Now, let's use your code to identify keywords from the ChatGPT corpus.

In [25]:
freq_ratios = hw1.freq_ratio(chatgpt_articles.vocab(), wiki_articles.vocab())
freq_ratios.most_common(15)

[('stunning', 366.93441316302506),
 ('reminder', 254.4058933706665),
 ('breathtaking', 228.30163648567634),
 ('must-watch', 225.64696629398244),
 ('must-visit', 195.56070412145147),
 ('fascinating', 170.1201147843848),
 ('must-see', 160.16510156553264),
 ('resilience', 146.00686054316512),
 ('preparedness', 142.68852280354773),
 ('unforgettable', 141.58241022367525),
 ('well-maintained', 139.8126300958793),
 ('delves', 138.0428499680834),
 ('teamwork', 119.460158626226),
 ('thrilling', 114.00333656552185),
 ('delicious', 102.64724741216456)]

If you run the above code cell after completing Problems 2c–e and get the same output, that is a good sign that your code is correct!

### Problem 2g: Identify Wikipedia Keywords (Code and Written, 2 Points)

To identify keywords from the Wikipedia corpus, we want to retrieve the token types with the _smallest_ frequency ratios. To do so, please implement the function `least_common`, which retrieves the items in a `FreqDist` with the smallest values. For example:

In [26]:
d = FreqDist({"the": 60, "of": 30, "and": 20, "in": 10, "nltk": 0})
hw1.least_common(d, 3)

[('nltk', 0), ('in', 10), ('and', 20)]

What are the top five keywords for the Wikipedia corpus (i.e., the five token types with the smallest frequency ratios, in ascending order of frequency ratio)?

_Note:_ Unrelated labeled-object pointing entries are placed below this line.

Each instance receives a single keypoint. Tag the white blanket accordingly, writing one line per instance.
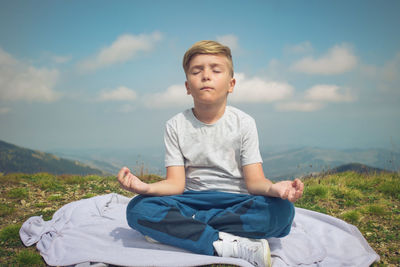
(95, 230)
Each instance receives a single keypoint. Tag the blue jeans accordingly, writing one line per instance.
(193, 220)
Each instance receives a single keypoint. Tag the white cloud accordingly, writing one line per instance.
(298, 106)
(327, 93)
(123, 49)
(174, 96)
(122, 93)
(4, 110)
(257, 90)
(337, 60)
(20, 81)
(61, 59)
(127, 108)
(229, 40)
(302, 48)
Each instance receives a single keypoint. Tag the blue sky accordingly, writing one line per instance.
(107, 74)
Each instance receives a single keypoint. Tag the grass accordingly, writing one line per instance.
(370, 202)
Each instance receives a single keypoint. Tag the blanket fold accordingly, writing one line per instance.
(95, 230)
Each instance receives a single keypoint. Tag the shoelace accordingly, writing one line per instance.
(248, 252)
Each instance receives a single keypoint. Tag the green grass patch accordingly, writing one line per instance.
(29, 258)
(370, 202)
(9, 235)
(316, 192)
(18, 193)
(352, 216)
(375, 209)
(6, 209)
(55, 197)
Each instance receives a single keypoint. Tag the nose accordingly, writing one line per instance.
(206, 74)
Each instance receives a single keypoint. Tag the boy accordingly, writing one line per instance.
(215, 199)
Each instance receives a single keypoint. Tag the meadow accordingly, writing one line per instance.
(369, 201)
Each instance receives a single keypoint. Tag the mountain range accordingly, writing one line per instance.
(278, 163)
(17, 159)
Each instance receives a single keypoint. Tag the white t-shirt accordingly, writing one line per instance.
(213, 154)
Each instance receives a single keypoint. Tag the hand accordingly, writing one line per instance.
(290, 190)
(131, 183)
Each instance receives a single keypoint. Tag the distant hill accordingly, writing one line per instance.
(356, 167)
(17, 159)
(284, 164)
(351, 167)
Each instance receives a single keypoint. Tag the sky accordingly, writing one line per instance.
(107, 74)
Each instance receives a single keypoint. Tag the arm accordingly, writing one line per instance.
(173, 184)
(257, 184)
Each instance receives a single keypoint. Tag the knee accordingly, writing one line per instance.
(286, 216)
(138, 208)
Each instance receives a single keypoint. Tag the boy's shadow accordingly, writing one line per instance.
(133, 239)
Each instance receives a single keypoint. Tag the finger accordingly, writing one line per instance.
(285, 194)
(122, 172)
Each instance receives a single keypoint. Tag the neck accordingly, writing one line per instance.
(209, 114)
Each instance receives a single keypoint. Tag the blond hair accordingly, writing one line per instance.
(207, 47)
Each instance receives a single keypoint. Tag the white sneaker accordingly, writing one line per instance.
(151, 240)
(255, 251)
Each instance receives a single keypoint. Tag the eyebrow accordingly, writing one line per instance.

**Hints:** Try googling `how to sort a dict in python`.

### Problem 2h: Limitations of Frequency Ratios (Written, 2 Points)

According to [Kilgarriff's](https://www.sketchengine.eu/wp-content/uploads/2015/04/2009-Simple-maths-for-keywords.pdf) (2009) fourth problem, what is a limitation of using frequency ratios as a keyness metric? What solution does Kilgarriff propose for this problem?

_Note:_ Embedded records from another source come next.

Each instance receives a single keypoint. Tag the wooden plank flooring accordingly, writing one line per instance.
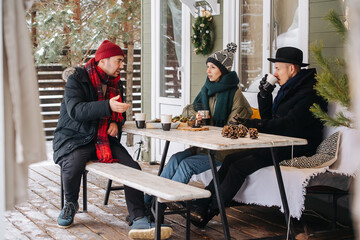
(36, 219)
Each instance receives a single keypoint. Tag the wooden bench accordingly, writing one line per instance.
(163, 190)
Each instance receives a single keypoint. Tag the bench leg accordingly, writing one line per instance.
(157, 220)
(334, 215)
(107, 194)
(85, 191)
(288, 221)
(188, 208)
(219, 196)
(62, 189)
(109, 188)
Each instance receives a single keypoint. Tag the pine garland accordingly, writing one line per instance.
(332, 82)
(201, 38)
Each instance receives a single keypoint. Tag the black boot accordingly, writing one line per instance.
(201, 215)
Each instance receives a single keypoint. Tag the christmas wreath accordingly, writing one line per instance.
(201, 38)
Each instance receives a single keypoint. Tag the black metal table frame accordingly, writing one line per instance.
(219, 197)
(217, 191)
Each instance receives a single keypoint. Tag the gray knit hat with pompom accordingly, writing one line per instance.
(223, 59)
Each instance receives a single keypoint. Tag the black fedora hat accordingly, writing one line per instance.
(289, 55)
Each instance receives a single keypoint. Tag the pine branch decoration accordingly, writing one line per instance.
(332, 82)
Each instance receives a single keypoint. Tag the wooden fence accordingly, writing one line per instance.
(51, 89)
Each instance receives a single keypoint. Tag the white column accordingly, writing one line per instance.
(2, 130)
(304, 29)
(231, 27)
(353, 57)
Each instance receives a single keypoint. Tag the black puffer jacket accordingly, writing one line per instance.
(80, 113)
(292, 116)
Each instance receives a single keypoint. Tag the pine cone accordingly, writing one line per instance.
(230, 131)
(253, 132)
(236, 119)
(242, 130)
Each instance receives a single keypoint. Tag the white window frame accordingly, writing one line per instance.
(231, 28)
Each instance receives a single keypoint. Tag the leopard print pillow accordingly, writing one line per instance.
(326, 154)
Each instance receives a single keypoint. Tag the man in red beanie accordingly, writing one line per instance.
(89, 127)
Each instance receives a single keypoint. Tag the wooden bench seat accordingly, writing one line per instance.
(163, 190)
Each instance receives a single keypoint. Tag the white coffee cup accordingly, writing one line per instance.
(140, 116)
(165, 118)
(140, 120)
(271, 79)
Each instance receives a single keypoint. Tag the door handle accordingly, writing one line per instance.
(179, 70)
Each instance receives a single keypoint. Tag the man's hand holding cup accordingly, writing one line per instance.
(267, 85)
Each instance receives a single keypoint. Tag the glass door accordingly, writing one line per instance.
(171, 65)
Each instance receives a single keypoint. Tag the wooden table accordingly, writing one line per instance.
(213, 141)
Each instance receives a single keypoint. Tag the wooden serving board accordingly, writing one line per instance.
(193, 129)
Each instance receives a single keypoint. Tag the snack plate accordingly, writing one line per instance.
(158, 125)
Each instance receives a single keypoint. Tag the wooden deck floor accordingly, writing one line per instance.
(36, 219)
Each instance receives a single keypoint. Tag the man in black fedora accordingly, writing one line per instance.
(287, 115)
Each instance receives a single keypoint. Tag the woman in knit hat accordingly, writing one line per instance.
(223, 98)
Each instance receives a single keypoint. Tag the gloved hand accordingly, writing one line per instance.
(265, 87)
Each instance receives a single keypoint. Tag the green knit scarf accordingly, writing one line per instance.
(226, 89)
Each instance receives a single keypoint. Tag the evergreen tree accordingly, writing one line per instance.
(333, 83)
(67, 29)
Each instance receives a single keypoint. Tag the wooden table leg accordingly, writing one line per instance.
(219, 195)
(288, 221)
(163, 157)
(157, 220)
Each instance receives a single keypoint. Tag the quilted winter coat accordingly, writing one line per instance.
(80, 113)
(292, 116)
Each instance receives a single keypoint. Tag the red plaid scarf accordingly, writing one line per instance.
(97, 77)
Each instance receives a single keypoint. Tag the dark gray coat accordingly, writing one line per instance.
(80, 113)
(292, 116)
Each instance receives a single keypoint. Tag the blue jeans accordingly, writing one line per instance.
(182, 165)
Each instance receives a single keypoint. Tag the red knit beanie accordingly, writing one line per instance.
(108, 49)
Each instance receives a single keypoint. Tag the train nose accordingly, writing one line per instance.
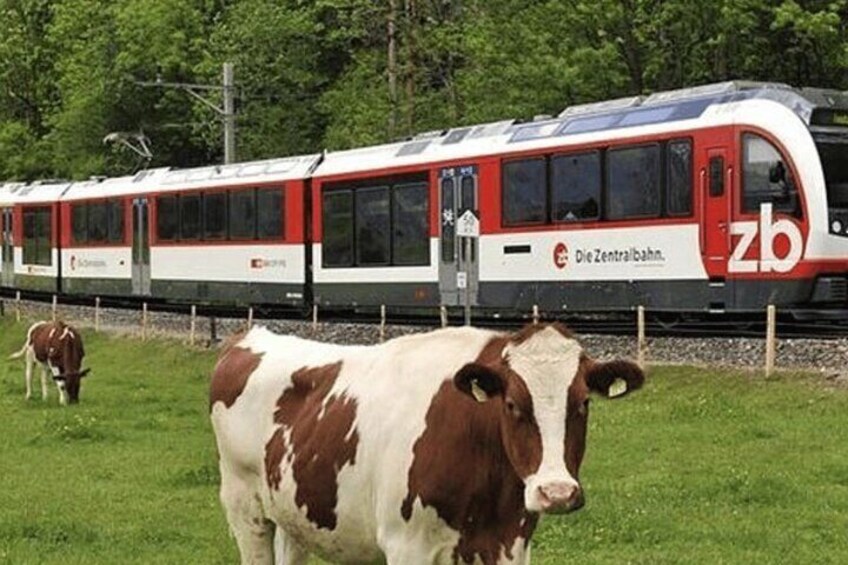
(560, 497)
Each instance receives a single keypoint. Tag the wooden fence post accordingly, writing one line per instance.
(193, 324)
(770, 339)
(640, 336)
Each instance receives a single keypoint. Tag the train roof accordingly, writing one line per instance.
(34, 192)
(598, 117)
(166, 180)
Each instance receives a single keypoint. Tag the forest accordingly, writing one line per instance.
(311, 75)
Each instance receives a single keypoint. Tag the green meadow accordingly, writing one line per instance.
(702, 466)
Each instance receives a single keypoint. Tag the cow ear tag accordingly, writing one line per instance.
(478, 393)
(617, 388)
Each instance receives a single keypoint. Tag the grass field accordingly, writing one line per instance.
(700, 467)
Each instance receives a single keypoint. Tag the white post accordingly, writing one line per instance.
(382, 323)
(467, 267)
(193, 324)
(640, 336)
(770, 339)
(144, 321)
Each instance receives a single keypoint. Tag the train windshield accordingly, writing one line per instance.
(834, 158)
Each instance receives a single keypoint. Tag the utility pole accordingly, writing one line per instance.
(229, 115)
(227, 112)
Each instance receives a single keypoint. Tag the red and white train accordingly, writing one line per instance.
(724, 197)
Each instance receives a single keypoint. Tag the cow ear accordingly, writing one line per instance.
(479, 382)
(614, 378)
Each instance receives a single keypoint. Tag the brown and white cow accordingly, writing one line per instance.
(57, 347)
(443, 447)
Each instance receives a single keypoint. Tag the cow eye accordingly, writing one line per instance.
(511, 407)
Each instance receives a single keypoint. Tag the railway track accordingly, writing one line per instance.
(793, 325)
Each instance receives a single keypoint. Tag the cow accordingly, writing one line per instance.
(442, 447)
(57, 347)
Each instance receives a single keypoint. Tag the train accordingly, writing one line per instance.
(720, 198)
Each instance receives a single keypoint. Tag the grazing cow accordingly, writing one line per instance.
(58, 347)
(443, 447)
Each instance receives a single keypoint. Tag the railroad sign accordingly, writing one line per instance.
(468, 225)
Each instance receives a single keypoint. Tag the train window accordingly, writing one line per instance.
(38, 230)
(167, 218)
(633, 180)
(576, 187)
(448, 221)
(190, 217)
(242, 214)
(466, 194)
(410, 213)
(98, 222)
(716, 176)
(116, 221)
(766, 178)
(215, 215)
(79, 223)
(372, 226)
(269, 210)
(337, 244)
(679, 171)
(524, 192)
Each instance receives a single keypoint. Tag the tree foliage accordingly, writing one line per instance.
(328, 74)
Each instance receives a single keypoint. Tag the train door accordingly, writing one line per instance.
(458, 262)
(7, 249)
(141, 247)
(716, 176)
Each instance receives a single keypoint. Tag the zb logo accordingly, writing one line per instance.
(769, 231)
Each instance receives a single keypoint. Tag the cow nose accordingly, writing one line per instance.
(558, 498)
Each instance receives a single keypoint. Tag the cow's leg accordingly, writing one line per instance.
(60, 384)
(43, 383)
(287, 551)
(28, 373)
(254, 534)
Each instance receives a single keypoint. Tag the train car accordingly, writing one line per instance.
(725, 197)
(32, 254)
(7, 240)
(104, 236)
(229, 233)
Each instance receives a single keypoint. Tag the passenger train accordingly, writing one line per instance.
(719, 198)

How do the keywords identified for the ChatGPT corpus change if you use add-1000 smoothing instead of add-1 smoothing? Are they less rare in the Wikipedia corpus? Support your answer by including a table of the following format. The first two columns have been filled in for you; please fill in the analogous information for the remaining two columns.

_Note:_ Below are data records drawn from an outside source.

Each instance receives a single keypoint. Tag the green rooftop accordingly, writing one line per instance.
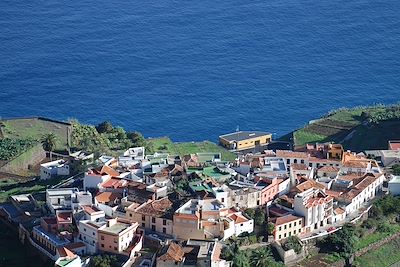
(116, 228)
(216, 173)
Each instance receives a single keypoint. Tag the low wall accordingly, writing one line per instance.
(30, 157)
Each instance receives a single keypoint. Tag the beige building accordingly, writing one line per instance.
(287, 226)
(119, 236)
(154, 215)
(245, 140)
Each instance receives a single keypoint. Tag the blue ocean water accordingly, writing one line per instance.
(195, 69)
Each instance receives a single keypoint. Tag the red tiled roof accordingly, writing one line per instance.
(90, 209)
(155, 208)
(108, 170)
(64, 217)
(237, 218)
(291, 154)
(107, 197)
(286, 219)
(64, 252)
(174, 253)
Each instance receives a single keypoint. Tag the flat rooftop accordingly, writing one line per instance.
(242, 135)
(116, 228)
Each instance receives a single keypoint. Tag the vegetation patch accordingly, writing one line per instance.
(386, 255)
(11, 148)
(358, 128)
(165, 145)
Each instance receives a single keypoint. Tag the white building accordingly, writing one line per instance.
(394, 185)
(136, 153)
(67, 199)
(94, 178)
(315, 206)
(54, 168)
(88, 234)
(359, 190)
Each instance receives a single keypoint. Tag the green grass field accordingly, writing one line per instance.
(386, 255)
(376, 236)
(335, 127)
(164, 144)
(35, 129)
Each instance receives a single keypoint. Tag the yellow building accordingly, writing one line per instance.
(245, 140)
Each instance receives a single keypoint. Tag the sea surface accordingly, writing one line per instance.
(193, 70)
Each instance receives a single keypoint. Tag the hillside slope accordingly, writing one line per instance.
(357, 129)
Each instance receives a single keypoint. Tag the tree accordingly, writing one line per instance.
(136, 138)
(396, 169)
(261, 257)
(241, 259)
(292, 242)
(49, 142)
(344, 240)
(270, 228)
(103, 261)
(104, 127)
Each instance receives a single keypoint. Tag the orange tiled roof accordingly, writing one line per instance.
(108, 170)
(291, 154)
(155, 208)
(90, 209)
(299, 166)
(286, 219)
(237, 218)
(328, 169)
(174, 253)
(64, 252)
(106, 197)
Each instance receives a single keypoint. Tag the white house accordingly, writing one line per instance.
(67, 199)
(54, 168)
(88, 234)
(94, 177)
(315, 206)
(136, 153)
(360, 189)
(394, 185)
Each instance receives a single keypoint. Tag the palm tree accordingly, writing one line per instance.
(49, 142)
(261, 257)
(241, 259)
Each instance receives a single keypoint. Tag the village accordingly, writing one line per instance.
(160, 209)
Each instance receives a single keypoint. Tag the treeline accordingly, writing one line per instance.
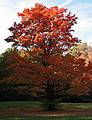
(21, 79)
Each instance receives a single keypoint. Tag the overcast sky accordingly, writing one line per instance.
(82, 9)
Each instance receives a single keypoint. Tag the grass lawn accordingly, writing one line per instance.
(36, 105)
(47, 118)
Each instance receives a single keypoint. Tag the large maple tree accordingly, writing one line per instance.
(45, 35)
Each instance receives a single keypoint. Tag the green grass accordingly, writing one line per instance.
(76, 105)
(36, 104)
(20, 104)
(48, 118)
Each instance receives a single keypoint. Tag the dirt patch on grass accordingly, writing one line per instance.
(26, 112)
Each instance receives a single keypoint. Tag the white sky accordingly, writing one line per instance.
(9, 9)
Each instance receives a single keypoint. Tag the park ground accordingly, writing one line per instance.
(31, 110)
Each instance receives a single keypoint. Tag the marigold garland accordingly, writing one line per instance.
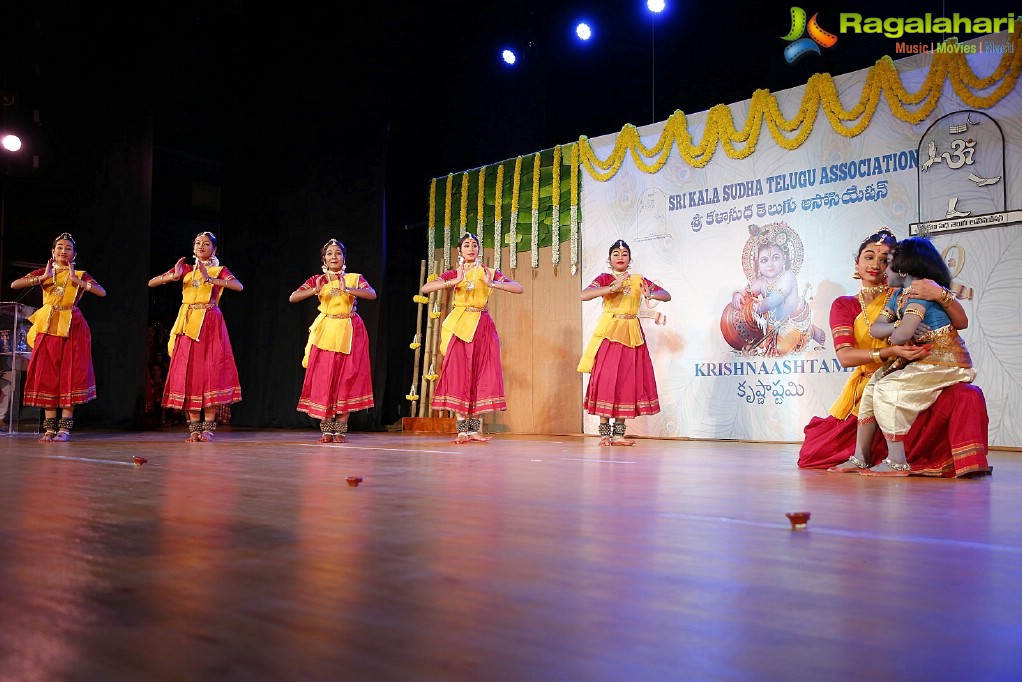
(431, 224)
(447, 224)
(535, 241)
(498, 208)
(573, 218)
(479, 206)
(555, 220)
(513, 228)
(463, 222)
(883, 81)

|   | Keyword (k = 1) | Count in Wiki Corpus | Keyword (k = 1000) | Count in Wiki Corpus |
|---|-----------------|----------------------|--------------------|----------------------|
| 1 | stunning     | 2 | | |
| 2 | reminder     | 3 | | |
| 3 | breathtaking | 0 | | |
| 4 | must-watch   | 0 | | |
| 5 | must-visit   | 0 | | |
| | **Average** | **1** | **Average** | |

In [None]:
# Feel free to write code to help you answer Problem 2h.